Apache Arrow based DataFrame for Data Processing in Python

Supun Kamburugamuve

English Session 2021-08-08 16:50 GMT+8  (ROOM : A) #bigdata

Machine learning (ML) and deep learning (DL) fields have made amazing progress in the past few years. Modern ML/DL applications have outgrown resource requirements beyond a single node’s capability. However, this is just a small part of the overall data processing environment, which must also support a raft of data engineering for pre-and post-data processing, communication, and system integration. The data tools surrounding the ML/DL applications need to be able to easily integrate with existing ML/DL frameworks in a multitude of languages, which particularly increases user productivity and efficiency. All this demands an efficient and highly distributed integrated approach for data processing, yet many of today’s popular data analytics tools are unable to satisfy all these requirements at the same time.

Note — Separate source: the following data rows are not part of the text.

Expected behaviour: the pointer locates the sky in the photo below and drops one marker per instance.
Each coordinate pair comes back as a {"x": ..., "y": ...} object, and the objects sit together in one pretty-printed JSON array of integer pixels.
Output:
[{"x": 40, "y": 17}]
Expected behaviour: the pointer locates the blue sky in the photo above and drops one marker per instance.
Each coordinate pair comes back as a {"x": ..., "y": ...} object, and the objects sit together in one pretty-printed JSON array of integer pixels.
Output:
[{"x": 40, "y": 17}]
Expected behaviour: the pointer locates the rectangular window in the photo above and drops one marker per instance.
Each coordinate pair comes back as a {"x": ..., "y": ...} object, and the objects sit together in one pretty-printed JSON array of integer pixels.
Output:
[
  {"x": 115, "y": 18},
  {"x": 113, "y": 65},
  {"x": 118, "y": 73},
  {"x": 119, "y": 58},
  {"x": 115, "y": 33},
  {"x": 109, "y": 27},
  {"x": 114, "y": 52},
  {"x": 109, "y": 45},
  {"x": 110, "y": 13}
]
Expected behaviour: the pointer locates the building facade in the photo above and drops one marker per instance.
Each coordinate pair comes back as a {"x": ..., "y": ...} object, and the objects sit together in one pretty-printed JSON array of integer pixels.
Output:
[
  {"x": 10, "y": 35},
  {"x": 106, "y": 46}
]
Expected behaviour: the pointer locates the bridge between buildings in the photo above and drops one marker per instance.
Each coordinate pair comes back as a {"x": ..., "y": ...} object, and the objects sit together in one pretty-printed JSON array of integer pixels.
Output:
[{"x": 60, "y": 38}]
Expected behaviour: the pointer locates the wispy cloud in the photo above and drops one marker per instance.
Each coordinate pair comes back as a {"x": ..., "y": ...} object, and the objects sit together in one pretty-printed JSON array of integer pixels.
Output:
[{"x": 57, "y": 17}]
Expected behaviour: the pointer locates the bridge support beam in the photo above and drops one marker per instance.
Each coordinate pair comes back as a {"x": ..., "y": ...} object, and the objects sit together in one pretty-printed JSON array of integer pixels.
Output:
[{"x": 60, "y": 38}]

This presentation introduces Cylon DataFrame, which is an open-source high-performance distributed Python API similar to Pandas. It is developed with a flexible C++ core on top of the Apache Arrow data format. The presentation discusses Cylon’s architecture and how it works at scale. Initial experiments show that Cylon outperforms popular tools such as Apache Spark and Dask with major performance improvements for key operations with the potential to integrate with them. Finally, we show how Cylon can enable high-performance data pre-processing in popular AI tools such as Pytorch, Tensorflow, and Jupyter notebook without taking away Data scientists’ productivity.


Supun Kamburugamuve: Supun Kamburugamuve has a Ph.D. in computer science specializing in high-performance data analytics. He is working in the role of a principal software engineer at the Digital Science Center of Indiana University where he leads Twister2 and Cylon high-performance data analytics projects. Supun is an elected member of the Apache Software Foundation and has contributed to many open-source projects including Apache Web Services projects and Apache Heron. Before joining Indiana University, Supun worked on middleware systems and was a key member of the WSO2 ESB project, an open-source enterprise integration solution being widely used by enterprises. Supun has given many technical talks at research conferences and technical conferences including Strata NY, Big Data Conference, and Apache Con.